Archaeologists say they have uncovered the 2,000-year-old tomb of a ‘prince’ who was buried with a wealth of ancient treasures including Roman coins depicting Emperors Hadrian, Marcus Aurelius and Commodus.
Researchers are so worried about looters plundering the site that they will not reveal its location, saying only that it was found in the northern part of the Masovian Province in northern Poland.
The four-metre by two-metre (13-foot by 6.5-foot) tomb contained a wealth of treasures for the time, including bronze drinking vessels, silver-plated spurs, a metal belt buckle and a gold ring.
Archaeologists say only the highest social groups could have afforded such riches which is why they refer to it as a ‘prince’s grave’.
Andrzej Szela, from the Institute of Archeology of University of Warsaw, said: “The grave discovered by us is the richest burial site discovered so far on the east of the Vistula River.”
According to archaeologists, the burial dates back to the late first or early second century AD. There is nothing left of the occupant of the grave.
Mr Szela added: “In the grave, there were also four horns to drink from. The bronze fittings, two of them in the form of bull’s heads, are well preserved. This is absolutely unique!”
He said that most people at that time would have drunk from simple clay cups, at best, and only the very wealthy would have had such lavish drinking vessels.
“Such rich graves from the first centuries of our era are rare. We’ve found only a few of them,” Mr Szela added.

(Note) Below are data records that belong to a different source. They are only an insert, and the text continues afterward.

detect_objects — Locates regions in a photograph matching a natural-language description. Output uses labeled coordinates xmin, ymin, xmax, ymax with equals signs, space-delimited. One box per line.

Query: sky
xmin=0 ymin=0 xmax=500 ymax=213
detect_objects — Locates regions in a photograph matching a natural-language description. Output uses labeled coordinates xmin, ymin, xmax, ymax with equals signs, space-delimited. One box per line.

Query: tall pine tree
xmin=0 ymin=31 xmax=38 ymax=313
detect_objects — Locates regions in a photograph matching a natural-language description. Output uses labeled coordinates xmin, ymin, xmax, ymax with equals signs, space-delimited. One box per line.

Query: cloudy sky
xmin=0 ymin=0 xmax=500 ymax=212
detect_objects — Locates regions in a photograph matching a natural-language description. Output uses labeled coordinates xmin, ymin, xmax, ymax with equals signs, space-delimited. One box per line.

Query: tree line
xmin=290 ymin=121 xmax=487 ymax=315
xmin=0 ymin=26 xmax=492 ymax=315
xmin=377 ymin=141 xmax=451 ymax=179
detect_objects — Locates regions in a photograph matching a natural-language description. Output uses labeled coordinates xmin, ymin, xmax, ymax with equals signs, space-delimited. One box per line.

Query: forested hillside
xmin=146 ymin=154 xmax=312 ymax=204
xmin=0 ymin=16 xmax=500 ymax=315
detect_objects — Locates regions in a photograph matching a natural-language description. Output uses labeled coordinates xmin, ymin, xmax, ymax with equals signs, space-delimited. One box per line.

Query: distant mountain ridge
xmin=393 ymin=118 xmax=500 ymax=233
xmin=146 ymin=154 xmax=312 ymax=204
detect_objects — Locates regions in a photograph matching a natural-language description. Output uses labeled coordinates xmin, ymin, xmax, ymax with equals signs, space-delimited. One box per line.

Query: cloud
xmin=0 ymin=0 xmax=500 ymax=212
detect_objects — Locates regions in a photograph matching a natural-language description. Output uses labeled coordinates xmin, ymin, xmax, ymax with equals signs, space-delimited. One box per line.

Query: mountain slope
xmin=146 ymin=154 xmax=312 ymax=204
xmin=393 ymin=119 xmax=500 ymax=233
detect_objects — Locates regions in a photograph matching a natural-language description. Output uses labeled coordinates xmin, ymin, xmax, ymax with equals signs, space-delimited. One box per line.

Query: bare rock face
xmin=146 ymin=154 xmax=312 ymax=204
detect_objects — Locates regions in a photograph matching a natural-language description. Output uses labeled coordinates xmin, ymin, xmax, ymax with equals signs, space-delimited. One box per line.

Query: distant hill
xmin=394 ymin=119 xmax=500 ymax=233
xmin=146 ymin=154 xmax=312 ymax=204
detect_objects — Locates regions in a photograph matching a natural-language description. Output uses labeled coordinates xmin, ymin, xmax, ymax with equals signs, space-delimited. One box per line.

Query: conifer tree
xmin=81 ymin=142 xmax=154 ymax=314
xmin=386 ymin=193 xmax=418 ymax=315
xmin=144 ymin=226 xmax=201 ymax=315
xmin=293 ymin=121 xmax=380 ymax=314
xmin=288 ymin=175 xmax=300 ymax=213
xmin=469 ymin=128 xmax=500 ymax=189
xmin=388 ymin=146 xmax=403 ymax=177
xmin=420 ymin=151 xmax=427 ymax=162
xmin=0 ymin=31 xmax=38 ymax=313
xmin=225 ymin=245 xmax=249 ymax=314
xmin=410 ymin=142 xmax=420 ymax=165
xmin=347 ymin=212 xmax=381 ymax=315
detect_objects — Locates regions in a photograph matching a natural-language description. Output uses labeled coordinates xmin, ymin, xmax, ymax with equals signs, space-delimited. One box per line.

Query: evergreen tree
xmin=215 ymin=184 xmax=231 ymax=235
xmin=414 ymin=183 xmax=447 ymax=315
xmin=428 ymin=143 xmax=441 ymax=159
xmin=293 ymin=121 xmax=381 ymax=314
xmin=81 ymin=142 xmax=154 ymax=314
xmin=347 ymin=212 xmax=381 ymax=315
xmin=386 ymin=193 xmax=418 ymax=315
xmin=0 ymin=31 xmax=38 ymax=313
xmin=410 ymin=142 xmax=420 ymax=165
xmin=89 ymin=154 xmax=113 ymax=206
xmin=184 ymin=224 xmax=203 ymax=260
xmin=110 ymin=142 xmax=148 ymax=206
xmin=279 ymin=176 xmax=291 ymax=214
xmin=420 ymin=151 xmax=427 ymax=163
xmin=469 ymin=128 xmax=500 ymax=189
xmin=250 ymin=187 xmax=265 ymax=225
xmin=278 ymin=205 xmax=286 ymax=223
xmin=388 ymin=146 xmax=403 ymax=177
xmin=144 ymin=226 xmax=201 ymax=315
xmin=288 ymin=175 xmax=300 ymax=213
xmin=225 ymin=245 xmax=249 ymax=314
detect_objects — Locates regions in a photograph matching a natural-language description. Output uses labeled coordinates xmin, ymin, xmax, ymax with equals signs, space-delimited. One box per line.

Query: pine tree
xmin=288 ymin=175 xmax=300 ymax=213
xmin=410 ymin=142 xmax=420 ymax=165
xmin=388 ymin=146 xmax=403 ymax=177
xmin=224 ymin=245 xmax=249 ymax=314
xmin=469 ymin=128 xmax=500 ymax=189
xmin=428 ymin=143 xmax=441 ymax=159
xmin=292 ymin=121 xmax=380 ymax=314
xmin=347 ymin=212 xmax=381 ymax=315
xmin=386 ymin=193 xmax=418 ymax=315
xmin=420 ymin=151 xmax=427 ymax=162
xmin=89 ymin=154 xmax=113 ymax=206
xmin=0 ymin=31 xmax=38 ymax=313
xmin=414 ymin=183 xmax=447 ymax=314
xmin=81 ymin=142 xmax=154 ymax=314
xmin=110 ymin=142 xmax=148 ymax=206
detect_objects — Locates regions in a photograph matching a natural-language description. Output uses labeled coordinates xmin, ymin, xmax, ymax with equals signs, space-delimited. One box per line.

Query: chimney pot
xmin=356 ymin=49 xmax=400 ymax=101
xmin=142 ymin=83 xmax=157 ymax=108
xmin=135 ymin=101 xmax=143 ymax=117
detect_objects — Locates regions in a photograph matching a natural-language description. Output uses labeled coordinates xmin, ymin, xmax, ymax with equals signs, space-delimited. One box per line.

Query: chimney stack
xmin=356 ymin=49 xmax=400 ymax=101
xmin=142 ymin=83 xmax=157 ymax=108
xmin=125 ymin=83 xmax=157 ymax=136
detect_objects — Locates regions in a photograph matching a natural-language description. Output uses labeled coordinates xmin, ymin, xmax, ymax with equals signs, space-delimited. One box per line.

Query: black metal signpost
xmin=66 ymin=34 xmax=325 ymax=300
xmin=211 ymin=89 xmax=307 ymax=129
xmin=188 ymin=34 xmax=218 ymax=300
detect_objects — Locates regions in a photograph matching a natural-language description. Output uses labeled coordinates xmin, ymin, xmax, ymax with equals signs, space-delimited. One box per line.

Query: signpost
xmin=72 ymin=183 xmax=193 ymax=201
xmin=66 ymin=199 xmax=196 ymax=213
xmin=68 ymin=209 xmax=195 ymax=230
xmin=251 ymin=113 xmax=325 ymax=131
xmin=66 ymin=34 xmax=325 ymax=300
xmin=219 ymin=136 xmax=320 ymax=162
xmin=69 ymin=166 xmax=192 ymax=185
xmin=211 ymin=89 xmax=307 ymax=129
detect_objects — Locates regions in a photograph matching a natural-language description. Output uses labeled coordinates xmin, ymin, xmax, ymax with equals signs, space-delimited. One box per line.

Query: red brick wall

He believes the occupant of the grave would have been an important leader of the local community.
The archaeologists also found a hoard of more than 30 silver Roman denari coins, depicting Roman emperors including Hadrian, Marcus Aurelius and Commodus, in the remains of a nearby settlement a few hundred metres from the tomb.
Mr Szela said he believed the coins had been hidden because of some threat, possibly a raid.
Archaeologists had previously believed the northern part of today’s Masovia Province was an uninhabited no man’s land between two rival tribes, the Luginians and the Goths, in the first and second centuries AD.
But this theory has been disproved by recent discoveries, including the ‘prince’s grave’ and the remains of a number of large settlements in the region.